Jacob Marcus, also called R. Jakob, was a German-Swedish businessman and one of the pioneers in the history of Sweden's Jewish population, which began to take root around the turn of the 18th-19th centuries.

Marcus was probably born in 1749 in Schwaan, Holy Roman Empire. Marcus's considerable impact on the history of Norrköping and his significance to immigration and advancement have been pointed out in several publications. He had that city's first synagogue built, which opened in 1796 for the increasing community centered on its congregation.

That and his general benefit to Sweden, as a merchant especially privileged by King Gustav III, and his position as an East Gothland property owner and community leader, have been recorded in published biographical articles.

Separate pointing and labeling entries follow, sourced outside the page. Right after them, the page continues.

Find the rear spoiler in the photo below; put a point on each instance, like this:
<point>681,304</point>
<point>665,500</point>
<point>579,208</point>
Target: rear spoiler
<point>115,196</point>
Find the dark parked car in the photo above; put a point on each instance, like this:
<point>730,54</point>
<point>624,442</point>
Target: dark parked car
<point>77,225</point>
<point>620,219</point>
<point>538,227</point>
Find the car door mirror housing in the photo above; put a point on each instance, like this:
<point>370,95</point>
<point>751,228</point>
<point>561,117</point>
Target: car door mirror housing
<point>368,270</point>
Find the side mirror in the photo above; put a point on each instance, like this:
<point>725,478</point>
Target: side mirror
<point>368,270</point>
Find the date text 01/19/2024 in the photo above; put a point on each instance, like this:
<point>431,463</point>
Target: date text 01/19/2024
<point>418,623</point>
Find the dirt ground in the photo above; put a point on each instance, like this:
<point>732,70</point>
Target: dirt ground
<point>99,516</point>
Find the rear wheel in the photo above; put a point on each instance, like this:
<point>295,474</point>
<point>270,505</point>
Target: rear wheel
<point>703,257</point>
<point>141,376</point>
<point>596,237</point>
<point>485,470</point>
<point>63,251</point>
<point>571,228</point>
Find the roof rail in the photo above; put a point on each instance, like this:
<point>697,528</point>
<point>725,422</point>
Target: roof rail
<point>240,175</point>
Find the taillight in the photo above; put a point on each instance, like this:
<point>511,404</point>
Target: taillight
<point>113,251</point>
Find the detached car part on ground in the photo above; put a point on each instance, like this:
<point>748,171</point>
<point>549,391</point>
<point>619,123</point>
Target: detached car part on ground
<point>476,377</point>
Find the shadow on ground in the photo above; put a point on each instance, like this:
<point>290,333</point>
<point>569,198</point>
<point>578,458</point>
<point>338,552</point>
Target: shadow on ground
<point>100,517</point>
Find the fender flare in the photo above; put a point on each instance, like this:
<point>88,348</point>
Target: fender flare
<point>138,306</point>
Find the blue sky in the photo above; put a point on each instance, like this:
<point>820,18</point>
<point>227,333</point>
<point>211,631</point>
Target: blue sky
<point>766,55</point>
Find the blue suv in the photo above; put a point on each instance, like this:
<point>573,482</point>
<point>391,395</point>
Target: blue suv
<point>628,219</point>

Marcus died 13 March 1819 in Norrköping.

==Known descendants==
Two of Marcus's daughters, Lowisa (1787-1842) and Hedda (1796-1834) married two brothers, Aron von Reis and Moses von Reis of the successful von Reis family of Gothenburg Jews.

A number of famous Swedes have descended from Marcus and his wife Fredrika Isaksdotter (1760-1826, originally Freideh Isaac), such as historian Hugo Valentin, TV producer Gunilla Marcus-Luboff, the Bonnier publishing dynasty, opera star Isa Quensel, industrialist Stefan Anderson, photographer Mattias Klum, pop entertainer Magnus Uggla. Usually, already the early descendants of Marcus and Isaksdotter married into Swedish families which were not Jewish. American botanist-author Siri von Reis in New York and daughter Serena Altschul also descend from Marcus. The marked gravestone of Jacob Marcus can still be seen in the Jewish Cemetery of Norrköping.

In 1900, a comprehensive account of the entire Marcus family and its descendants was published in Sweden as a large printed circular chart, and an extensive family roster was updated until 1942 by Curt Marcus. Beginning around that time, Jewish descent (no matter how diluted) was kept in low profile, especially during World War II, despite Sweden's neutrality.